I bought this copy of Anatomy of a Murder for $3.00 at a used book store. The book is falling apart a little bit, but I held it carefully when I read it. I didn’t throw it around. Even if I find the book a bit dull, I’m not going to beat it up like I beat up The Shipping News. My copy of The Shipping News with Kevin Spacey on the cover deserved to get beat up. I usually don’t beat up books, but that Kevin Spacey cover had it coming.

Anatomy of a Murder author Robert Traver was a former lawyer, and when former lawyers write novels, they tend to write legal thrillers. I’m a former English teacher, but I’m not writing an educational thriller. Nobody wants to read about teachers. Teacher drama isn’t as interesting as courtroom drama.

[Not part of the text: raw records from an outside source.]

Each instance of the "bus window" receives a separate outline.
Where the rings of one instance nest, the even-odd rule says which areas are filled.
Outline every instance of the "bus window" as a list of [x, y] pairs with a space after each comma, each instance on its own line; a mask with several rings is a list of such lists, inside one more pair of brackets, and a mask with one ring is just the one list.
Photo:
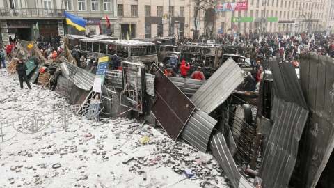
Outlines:
[[86, 51], [86, 42], [80, 41], [81, 50]]
[[107, 45], [106, 43], [100, 43], [100, 53], [106, 54]]
[[93, 42], [93, 52], [99, 52], [99, 42]]
[[87, 42], [87, 51], [92, 52], [92, 42]]

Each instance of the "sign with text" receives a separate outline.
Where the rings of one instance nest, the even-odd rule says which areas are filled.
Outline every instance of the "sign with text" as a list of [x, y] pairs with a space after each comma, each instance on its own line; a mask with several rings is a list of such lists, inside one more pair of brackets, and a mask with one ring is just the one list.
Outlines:
[[97, 61], [97, 68], [96, 68], [95, 79], [93, 91], [101, 93], [106, 77], [106, 68], [108, 67], [109, 56], [100, 57]]
[[236, 2], [218, 4], [216, 6], [216, 12], [229, 12], [248, 10], [248, 2]]

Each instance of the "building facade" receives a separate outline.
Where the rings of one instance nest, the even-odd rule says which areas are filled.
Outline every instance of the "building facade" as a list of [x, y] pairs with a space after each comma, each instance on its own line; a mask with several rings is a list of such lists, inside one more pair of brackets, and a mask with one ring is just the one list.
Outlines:
[[[0, 1], [0, 38], [9, 44], [9, 36], [34, 40], [39, 36], [63, 36], [72, 34], [118, 36], [116, 0], [3, 0]], [[86, 30], [79, 31], [66, 24], [64, 11], [88, 20]], [[106, 28], [106, 15], [111, 29]]]
[[[247, 1], [247, 10], [216, 10], [223, 3], [241, 1]], [[87, 19], [86, 31], [67, 26], [64, 10]], [[0, 13], [5, 44], [15, 32], [26, 40], [40, 35], [63, 38], [67, 33], [99, 34], [99, 25], [103, 34], [119, 38], [334, 29], [334, 0], [3, 0]]]

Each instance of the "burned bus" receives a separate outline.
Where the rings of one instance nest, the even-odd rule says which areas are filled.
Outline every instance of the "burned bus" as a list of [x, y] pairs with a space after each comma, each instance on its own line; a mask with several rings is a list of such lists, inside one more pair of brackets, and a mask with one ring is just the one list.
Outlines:
[[80, 40], [80, 47], [87, 56], [97, 58], [102, 56], [117, 55], [120, 63], [127, 61], [143, 63], [148, 69], [157, 61], [155, 45], [151, 42], [127, 40], [98, 40], [85, 38]]
[[236, 52], [237, 47], [231, 45], [189, 43], [182, 47], [181, 60], [190, 63], [189, 75], [198, 67], [202, 67], [205, 79], [208, 79], [227, 59], [224, 54], [235, 54]]
[[72, 49], [75, 46], [80, 44], [80, 39], [84, 38], [88, 38], [83, 36], [66, 34], [64, 37], [64, 44], [66, 45], [69, 49]]

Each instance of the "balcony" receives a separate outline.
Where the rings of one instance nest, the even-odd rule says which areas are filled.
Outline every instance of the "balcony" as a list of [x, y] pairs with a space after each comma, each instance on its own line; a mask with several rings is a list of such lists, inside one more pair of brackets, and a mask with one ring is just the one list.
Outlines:
[[63, 9], [42, 9], [42, 8], [0, 8], [0, 15], [6, 19], [15, 19], [31, 17], [50, 17], [50, 18], [64, 18]]

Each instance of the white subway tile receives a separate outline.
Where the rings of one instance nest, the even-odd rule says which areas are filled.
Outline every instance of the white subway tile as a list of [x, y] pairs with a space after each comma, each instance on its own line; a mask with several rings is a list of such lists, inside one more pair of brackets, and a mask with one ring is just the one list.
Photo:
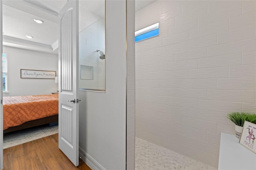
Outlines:
[[[158, 119], [172, 123], [181, 124], [181, 116], [180, 115], [149, 110], [144, 110], [142, 111], [144, 113], [141, 113], [142, 112], [139, 112], [138, 113], [138, 115], [146, 116], [154, 119]], [[142, 114], [140, 115], [140, 113]]]
[[127, 75], [127, 90], [135, 90], [135, 75]]
[[243, 53], [243, 65], [256, 64], [256, 51]]
[[161, 111], [181, 116], [188, 116], [189, 115], [189, 109], [188, 107], [186, 107], [186, 106], [162, 105]]
[[208, 56], [255, 51], [255, 39], [246, 40], [208, 47]]
[[137, 94], [162, 96], [173, 96], [174, 89], [171, 88], [136, 87]]
[[199, 7], [195, 10], [189, 11], [175, 17], [175, 25], [180, 24], [189, 21], [197, 19], [207, 14], [207, 6]]
[[180, 2], [176, 1], [164, 2], [164, 4], [162, 6], [162, 15], [165, 15], [166, 17], [172, 18], [182, 14], [182, 4]]
[[[182, 117], [182, 125], [193, 129], [203, 129], [207, 131], [217, 132], [217, 123], [191, 117]], [[206, 140], [206, 139], [205, 139]]]
[[127, 105], [135, 105], [135, 90], [127, 90], [126, 103]]
[[151, 64], [147, 65], [147, 71], [164, 71], [168, 70], [168, 63], [161, 63], [160, 64]]
[[229, 30], [232, 30], [250, 26], [255, 26], [256, 24], [255, 12], [230, 18], [229, 20]]
[[206, 0], [196, 0], [194, 1], [182, 1], [182, 12], [187, 12], [190, 11], [196, 10], [199, 7], [207, 5]]
[[200, 150], [209, 153], [210, 154], [218, 156], [220, 152], [220, 146], [215, 144], [209, 144], [208, 142], [203, 141], [200, 140], [198, 141], [198, 148]]
[[181, 87], [181, 79], [170, 79], [158, 80], [156, 87], [159, 87], [177, 88]]
[[152, 95], [136, 95], [136, 100], [144, 102], [153, 103], [163, 105], [168, 105], [169, 97], [166, 96], [153, 96]]
[[174, 89], [172, 88], [156, 87], [151, 89], [151, 94], [156, 96], [173, 96]]
[[[170, 18], [168, 16], [164, 17], [163, 19], [161, 18], [159, 21], [159, 30], [167, 29], [167, 35], [168, 35], [168, 28], [171, 27], [173, 27], [175, 25], [174, 18]], [[159, 35], [160, 35], [160, 32], [159, 32]]]
[[168, 29], [168, 35], [171, 36], [183, 32], [188, 32], [197, 28], [198, 25], [198, 20], [196, 19], [186, 22], [182, 23], [180, 24], [171, 26]]
[[165, 54], [157, 55], [151, 57], [151, 63], [159, 64], [166, 63], [174, 61], [174, 54]]
[[254, 0], [243, 2], [243, 14], [256, 11], [256, 2]]
[[255, 92], [249, 90], [208, 89], [207, 99], [254, 103]]
[[189, 77], [189, 70], [175, 70], [162, 72], [162, 79], [186, 79]]
[[256, 77], [218, 79], [218, 89], [255, 90]]
[[181, 49], [182, 51], [189, 50], [216, 44], [217, 35], [213, 35], [182, 42]]
[[199, 16], [199, 27], [242, 15], [242, 4], [216, 11], [207, 15]]
[[156, 87], [157, 81], [154, 80], [137, 80], [135, 83], [135, 87]]
[[189, 39], [189, 32], [184, 32], [182, 33], [171, 36], [162, 39], [162, 45], [166, 46], [169, 45], [182, 42]]
[[217, 89], [217, 79], [182, 79], [182, 88], [188, 89]]
[[194, 59], [207, 57], [207, 49], [206, 47], [197, 48], [189, 51], [175, 53], [175, 61]]
[[227, 125], [222, 124], [221, 123], [218, 123], [218, 133], [220, 134], [220, 133], [226, 133], [230, 134], [234, 134], [235, 133], [235, 124], [232, 125]]
[[251, 113], [256, 113], [256, 104], [255, 103], [242, 104], [242, 112]]
[[161, 47], [157, 48], [156, 49], [156, 53], [158, 55], [168, 54], [180, 51], [181, 50], [181, 44], [180, 43], [177, 43], [172, 44], [168, 46]]
[[241, 53], [200, 58], [198, 59], [198, 68], [241, 65], [242, 58]]
[[220, 111], [227, 113], [232, 112], [241, 112], [241, 103], [211, 100], [198, 99], [198, 108], [208, 111]]
[[[198, 147], [200, 148], [200, 146], [198, 146]], [[218, 166], [219, 161], [218, 156], [213, 155], [192, 147], [189, 147], [189, 155], [213, 166]]]
[[207, 142], [216, 145], [220, 146], [220, 134], [208, 132]]
[[134, 75], [135, 73], [135, 61], [127, 60], [127, 75]]
[[218, 34], [218, 43], [256, 38], [256, 26], [249, 26]]
[[162, 72], [154, 72], [142, 73], [142, 80], [160, 80], [162, 79]]
[[224, 20], [190, 31], [190, 39], [198, 38], [228, 30], [228, 20]]
[[180, 61], [169, 63], [169, 70], [177, 70], [184, 69], [197, 68], [198, 60], [197, 59]]
[[189, 117], [198, 119], [228, 124], [227, 113], [220, 111], [206, 111], [198, 109], [189, 109]]
[[136, 73], [135, 74], [135, 80], [142, 79], [142, 77], [141, 74], [141, 73]]
[[191, 137], [182, 135], [175, 132], [163, 129], [159, 127], [147, 126], [142, 124], [140, 128], [145, 131], [149, 131], [154, 134], [157, 134], [161, 138], [166, 138], [176, 142], [180, 142], [187, 146], [198, 147], [198, 140]]
[[[162, 121], [157, 119], [154, 119], [146, 117], [142, 117], [136, 115], [136, 121], [149, 125], [153, 127], [160, 127], [164, 129], [175, 132], [182, 135], [191, 137], [195, 139], [198, 139], [206, 141], [207, 140], [207, 132], [205, 130], [198, 129], [195, 132], [192, 128], [188, 128], [181, 125], [171, 123], [170, 122]], [[137, 126], [136, 128], [137, 128]]]
[[198, 99], [195, 99], [185, 98], [182, 97], [169, 97], [169, 105], [171, 105], [183, 106], [197, 108]]
[[145, 111], [145, 110], [158, 111], [162, 109], [163, 105], [159, 103], [152, 103], [137, 101], [135, 105], [136, 114], [139, 114], [142, 116], [146, 115], [147, 113]]
[[135, 73], [136, 73], [146, 72], [147, 72], [147, 66], [146, 65], [135, 67]]
[[[228, 77], [228, 67], [222, 67], [205, 69], [191, 69], [190, 79], [207, 79]], [[163, 75], [163, 78], [164, 75]]]
[[[138, 48], [139, 48], [139, 47], [138, 47], [136, 44], [135, 44], [135, 49], [138, 49]], [[143, 51], [137, 52], [135, 53], [135, 56], [136, 56], [136, 59], [140, 59], [154, 57], [156, 55], [156, 54], [155, 48]]]
[[174, 96], [194, 99], [206, 99], [206, 90], [191, 89], [175, 89]]
[[135, 66], [141, 66], [142, 65], [148, 65], [151, 64], [152, 57], [142, 58], [140, 59], [136, 59], [135, 61]]
[[256, 76], [255, 64], [230, 67], [229, 77], [255, 77]]
[[146, 43], [142, 43], [142, 41], [138, 42], [136, 44], [136, 47], [137, 49], [137, 51], [146, 51], [148, 49], [151, 49], [154, 48], [157, 48], [162, 46], [162, 40], [158, 39], [155, 40], [154, 38], [151, 39], [152, 41], [148, 42]]
[[208, 13], [210, 14], [220, 10], [228, 10], [231, 6], [242, 5], [239, 1], [208, 1]]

For example, there was the time a kid farted really loudly during my lecture about gerunds, and there were a bunch of accusations and counter-accusations about who dealt it and who smelt it and who denied it and who supplied it. Even though I’m all for swift justice, even I believe that the accused must get a fair hearing before the classroom tribunal before being socially ostracized.

That kind of thing is entertaining for a page or two, but you can’t sustain a novel with it. I don’t think anybody would read 500 pages of that.

Then there’s the occasional (white)teacher saves (not white) student story, but those stories are kind of sappy and they’re not my style. I don’t think any kid farted in Freedom Writers. I’ll admit, one of the characters in my novel (that I think will be finished soon) is a teacher, but teaching is more like an annoyance to him than his identifying trait.

Maybe back in 1958 Anatomy of a Murder was cutting edge courtroom drama. You have to remember that back then television was black & white with only three channels. There was no cable. There was no internet. Movie theaters had one screen. Elvis Presley was controversial because he shook his hips. You had to talk to the operator to make a phone call (maybe that was in 1938, not 1958). And the phone had to be plugged in to the wall. And the phone was just a phone.

I can’t blame Anatomy of a Murder for being cutting edge in 1958. It’s not this book’s fault that it got copied by a bunch of other legal thriller authors. Even so, 500 pages was a little long.